近年来关于优势流定量研究成为了热点问题。优势流对粘土质斜坡的孔隙水压力起着主要的控制作用[5]。在降雨触发滑坡的过程中,孔隙水压力、含水率等参数指标的变化受优势流入渗的影响[6]。在研究降雨诱发震后滑坡再复活的水力学特性时发现优势流主导着降雨入渗过程,并增加垂向渗透性能和孔隙水压力,加快地下水对降雨的响应,降低土壤有效应力,进而诱发滑坡复活[7]。通过模拟地表裂缝对滑坡水文动态变化特征的影响,发现裂缝的体积和连通性控制着滑坡中孔隙水压力的分布[8]。边坡变形破坏期间,优势流为地表水渗透和地下水运移提供了通道,进一步加速了边坡变形[9]。
在膨胀土滑坡的研究中,主要关注膨胀土的胀缩性与裂隙性造成的膨胀土强度的不均匀性和应力差异导致滑坡失稳[10 − 11],往往忽视了膨胀土的低渗透性,有关优势流入渗导致膨胀土滑坡的失稳机理研究较少。目前大多数的研究主要集中于笼统的均质降雨入渗进行研究,较少考虑裂隙对降雨入渗的影响,实际上,膨胀土斜坡上的细宏观变形(干缩裂隙、地表裂缝)对降雨入渗有重要影响,是诱发膨胀土滑坡发生失稳不可忽视的因素。
1. 研究方法
1.1 研究对象
双重渗透介质模型可以较好地描述裂隙优势流、基质孔隙流以及裂隙-基质的流量交换[12 − 13]。Indrawan等人[14]通过实验室方法和数值模拟方法对两层土柱进行了一维入渗的全面研究,朱伟等[15]用自行研发的土柱装置结合数值模拟的方法深入探究了土壤的降雨入渗特征。本文将含裂隙坡体降雨入渗简化为含单一垂直裂隙的斜坡土柱模型进行研究,如图1中红色框所示。

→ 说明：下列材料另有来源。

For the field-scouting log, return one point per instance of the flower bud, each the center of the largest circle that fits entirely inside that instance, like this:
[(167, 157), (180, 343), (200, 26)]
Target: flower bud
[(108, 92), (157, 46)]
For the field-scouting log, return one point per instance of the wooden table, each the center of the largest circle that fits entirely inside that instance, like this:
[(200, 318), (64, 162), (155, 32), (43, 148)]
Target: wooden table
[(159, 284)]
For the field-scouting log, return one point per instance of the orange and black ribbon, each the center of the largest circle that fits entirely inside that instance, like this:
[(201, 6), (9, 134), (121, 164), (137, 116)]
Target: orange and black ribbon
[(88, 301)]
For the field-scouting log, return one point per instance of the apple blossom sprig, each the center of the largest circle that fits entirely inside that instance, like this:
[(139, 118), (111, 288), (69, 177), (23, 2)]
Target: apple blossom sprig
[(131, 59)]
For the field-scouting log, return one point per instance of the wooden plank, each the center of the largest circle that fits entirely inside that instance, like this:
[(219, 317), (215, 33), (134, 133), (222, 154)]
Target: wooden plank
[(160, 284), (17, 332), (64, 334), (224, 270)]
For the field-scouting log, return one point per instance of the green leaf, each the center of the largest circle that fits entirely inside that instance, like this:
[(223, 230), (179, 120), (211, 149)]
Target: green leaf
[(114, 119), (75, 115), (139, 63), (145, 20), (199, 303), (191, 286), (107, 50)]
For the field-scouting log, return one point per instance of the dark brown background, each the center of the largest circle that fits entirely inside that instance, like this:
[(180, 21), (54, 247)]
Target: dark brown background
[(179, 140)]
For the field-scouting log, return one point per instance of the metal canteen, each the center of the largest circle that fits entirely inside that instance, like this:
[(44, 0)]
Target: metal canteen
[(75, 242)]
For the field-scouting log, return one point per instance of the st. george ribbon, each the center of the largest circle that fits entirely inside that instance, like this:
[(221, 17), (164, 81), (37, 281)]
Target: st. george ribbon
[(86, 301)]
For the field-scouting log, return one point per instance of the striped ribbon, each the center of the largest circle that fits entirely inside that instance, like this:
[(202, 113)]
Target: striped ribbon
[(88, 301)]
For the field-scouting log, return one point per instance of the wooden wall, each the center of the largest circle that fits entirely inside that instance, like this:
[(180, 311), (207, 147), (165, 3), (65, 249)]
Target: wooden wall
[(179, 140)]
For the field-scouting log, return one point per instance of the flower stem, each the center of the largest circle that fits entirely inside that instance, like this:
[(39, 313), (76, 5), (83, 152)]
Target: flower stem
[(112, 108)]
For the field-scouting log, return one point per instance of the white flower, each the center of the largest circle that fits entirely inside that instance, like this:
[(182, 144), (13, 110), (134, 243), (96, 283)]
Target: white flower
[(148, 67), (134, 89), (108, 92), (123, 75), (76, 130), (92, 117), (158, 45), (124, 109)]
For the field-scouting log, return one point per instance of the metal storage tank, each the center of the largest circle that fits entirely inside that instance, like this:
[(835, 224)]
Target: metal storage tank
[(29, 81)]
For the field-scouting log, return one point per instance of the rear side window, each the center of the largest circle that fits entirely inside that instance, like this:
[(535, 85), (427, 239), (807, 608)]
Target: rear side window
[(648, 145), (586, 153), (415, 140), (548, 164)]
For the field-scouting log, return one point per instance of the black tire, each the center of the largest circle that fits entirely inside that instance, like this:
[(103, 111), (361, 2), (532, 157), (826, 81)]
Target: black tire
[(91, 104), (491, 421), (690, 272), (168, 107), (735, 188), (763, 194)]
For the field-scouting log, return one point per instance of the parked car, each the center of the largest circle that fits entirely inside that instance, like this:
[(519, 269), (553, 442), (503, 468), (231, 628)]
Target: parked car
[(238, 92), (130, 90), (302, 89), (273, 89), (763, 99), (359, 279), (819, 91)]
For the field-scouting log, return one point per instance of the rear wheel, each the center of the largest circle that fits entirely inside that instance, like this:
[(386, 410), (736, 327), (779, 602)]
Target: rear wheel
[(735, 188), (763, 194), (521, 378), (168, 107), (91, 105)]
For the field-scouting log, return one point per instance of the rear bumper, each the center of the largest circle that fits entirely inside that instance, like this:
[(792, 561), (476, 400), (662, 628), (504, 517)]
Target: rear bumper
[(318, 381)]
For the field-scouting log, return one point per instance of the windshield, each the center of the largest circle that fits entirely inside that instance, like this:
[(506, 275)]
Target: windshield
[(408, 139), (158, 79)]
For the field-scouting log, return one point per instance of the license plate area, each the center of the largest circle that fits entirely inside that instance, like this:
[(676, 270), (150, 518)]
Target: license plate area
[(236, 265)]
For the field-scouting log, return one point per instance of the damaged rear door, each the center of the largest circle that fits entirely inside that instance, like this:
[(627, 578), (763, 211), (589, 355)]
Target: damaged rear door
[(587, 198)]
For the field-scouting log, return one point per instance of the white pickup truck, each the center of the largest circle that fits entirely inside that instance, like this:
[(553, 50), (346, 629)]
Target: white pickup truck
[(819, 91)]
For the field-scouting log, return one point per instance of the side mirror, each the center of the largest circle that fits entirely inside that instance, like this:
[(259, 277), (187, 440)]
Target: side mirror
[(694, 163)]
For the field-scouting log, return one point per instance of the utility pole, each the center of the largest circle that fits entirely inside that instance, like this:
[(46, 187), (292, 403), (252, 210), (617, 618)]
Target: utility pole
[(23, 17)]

利用Richards方程基本理论,基于离散孔隙-裂隙介质模型,结合两种典型降雨工况,以不同裂隙深度为主要变量,探讨裂隙在发育演化过程中的优势流入渗特征。
1.2 计算理论
Richards方程是基于Darcy定律和质量守恒定律,是描述降雨入渗问题的严格数学物理模型,可以很好的模拟降雨入渗中水分在一维土体中运动的三个过程:即入渗、水分重分布和排水过程[16]。因此,裂隙与基质的非饱和渗流均采用Richards方程进行描述:
$$ ({C}_{\text{m}}+{S}_{{\mathrm{r}}}S)\frac{\partial h}{\partial t}-\nabla \cdot [{k}_{{\mathrm{m}}}(\nabla h+1)]=0 $$ (1) 式中:Cm——容水度;
Sr——饱和度;
S——贮存系数;
h——压力水头;
km——土体的渗透系数,
$ {k}_{{\mathrm{m}}}={{k}}_{\mathrm{s}}{{k}}_{\mathrm{r}}\left({{S}}_{\mathrm{r}}\right) $ ;ks——土体饱和渗透系数;
kr——基质相对渗透系数。
基质的相对渗透系数kr以及其他特征参数采用Van Genuchten(V-G)模型描述:
$$ {S}_{r}=\left\{\begin{split} &{\left(1+{\left|\alpha {H}_{p}\right|}^{n}\right)}^{-m}, &{H}_{p} < 0\\ &1, &{H}_{p}\geqslant 0\end{split}\right. $$ (2) $$ {C}_{m}=\left\{\begin{split} &{\left(\frac{am}{1-m}\left({\theta }_{s}-{\theta }_{r}\right){S}_{e}^{\tfrac{1}{m}}\left(1-{S}_{e}^{\tfrac{1}{m}}\right)\right)}^{m},& {H}_{p} < 0\\ &0, &{H}_{p}\geqslant 0\end{split}\right. $$ (3) $$ {k}_{r}=\left\{\begin{split} &{{S}_{e}^{\tfrac{1}{2}}\left[1-{\left(1-{S}_{e}^{\tfrac{1}{m}}\right)}^{m}\right]}^{-2}, &{H}_{p} < 0\\ &1, &{H}_{p}\ge 0\end{split}\right. $$ (4) 式中:α、n和m——模型拟合参数;
Hp——压力水头。
采用Brooks-Corey(BC)模型[17]描述裂隙的非饱和特性,其表达式为。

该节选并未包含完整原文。